Les activités socio-éonomiques ont effectivement repris tôt le matin de ce vendredi 15 mai 2026 dans la ville de Beni, au lendemain de la journée « ville morte » décrétée jeudi par plusieurs mouvements citoyens et groupes de pression pour dénoncer la recrudescence de l’insécurité urbaine ainsi que les massacres des civils attribués aux combattants islamistes des ADF.
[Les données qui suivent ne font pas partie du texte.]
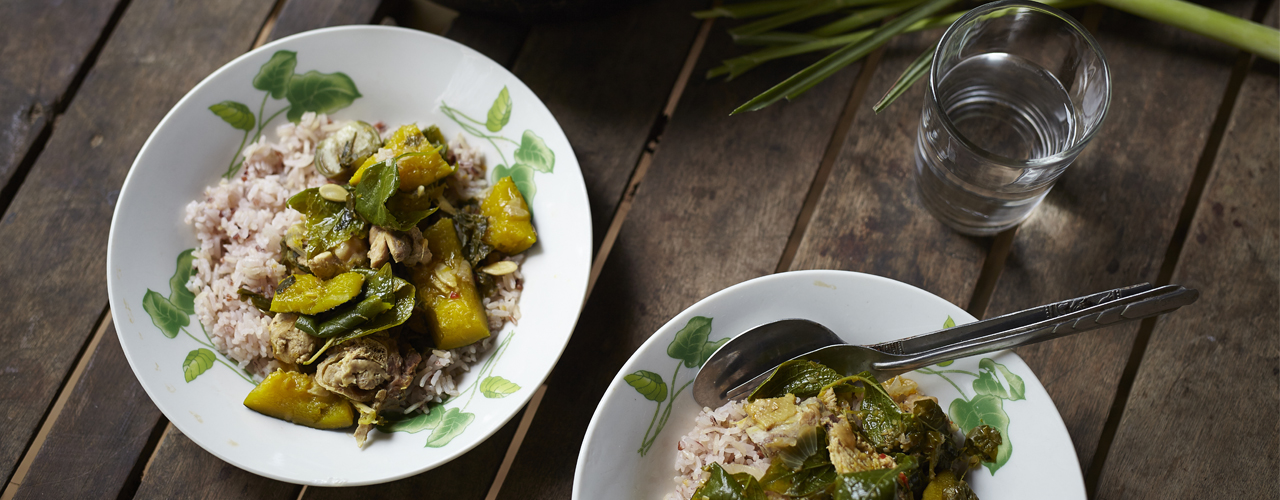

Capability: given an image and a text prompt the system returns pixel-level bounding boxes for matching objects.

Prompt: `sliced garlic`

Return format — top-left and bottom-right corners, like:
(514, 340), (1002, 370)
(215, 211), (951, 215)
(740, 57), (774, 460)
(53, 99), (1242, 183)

(480, 261), (520, 276)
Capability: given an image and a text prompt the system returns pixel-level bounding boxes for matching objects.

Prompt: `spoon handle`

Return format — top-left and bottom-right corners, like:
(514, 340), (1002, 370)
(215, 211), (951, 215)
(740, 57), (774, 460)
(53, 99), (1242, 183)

(868, 283), (1153, 355)
(873, 285), (1199, 373)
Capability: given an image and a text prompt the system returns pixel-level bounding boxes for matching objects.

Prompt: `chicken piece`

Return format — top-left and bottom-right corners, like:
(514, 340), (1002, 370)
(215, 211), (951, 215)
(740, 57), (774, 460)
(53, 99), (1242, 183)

(369, 226), (431, 269)
(316, 336), (398, 408)
(307, 238), (366, 280)
(827, 416), (897, 474)
(736, 398), (822, 457)
(266, 312), (319, 366)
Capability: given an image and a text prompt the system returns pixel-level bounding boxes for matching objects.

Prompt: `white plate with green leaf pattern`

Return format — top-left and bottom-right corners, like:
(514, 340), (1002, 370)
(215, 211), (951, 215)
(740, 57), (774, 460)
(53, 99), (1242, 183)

(108, 27), (591, 486)
(573, 271), (1085, 500)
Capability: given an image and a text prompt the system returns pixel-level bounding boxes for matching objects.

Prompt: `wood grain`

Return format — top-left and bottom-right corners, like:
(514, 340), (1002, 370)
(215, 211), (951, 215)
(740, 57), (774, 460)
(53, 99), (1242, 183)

Établissements scolaires, commerces, banques et services publics ont progressivement renoué avec leurs activités habituelles, malgré un climat sécuritaire toujours jugé préoccupant par la population locale.
La matinée a cependant été marquée par quelques tensions provoquées par des motocyclistes en colère, qui ont tenté de perturber la circulation dans certaines artères principales de la ville afin d’exprimer leur ras-le-bol face à la multiplication des assassinats visant leurs collègues.
Selon plusieurs sources locales, environ trois motocyclistes ont été tués au cours de cette semaine dans des circonstances encore non élucidées. Dans la plupart des cas signalés, les assaillants emportent systématiquement les motos de leurs victimes après les attaques.
Ce mode opératoire suscite de nombreuses interrogations au sein de la population, certains habitants estimant que ces crimes diffèrent des méthodes généralement attribuées aux combattants des ADF.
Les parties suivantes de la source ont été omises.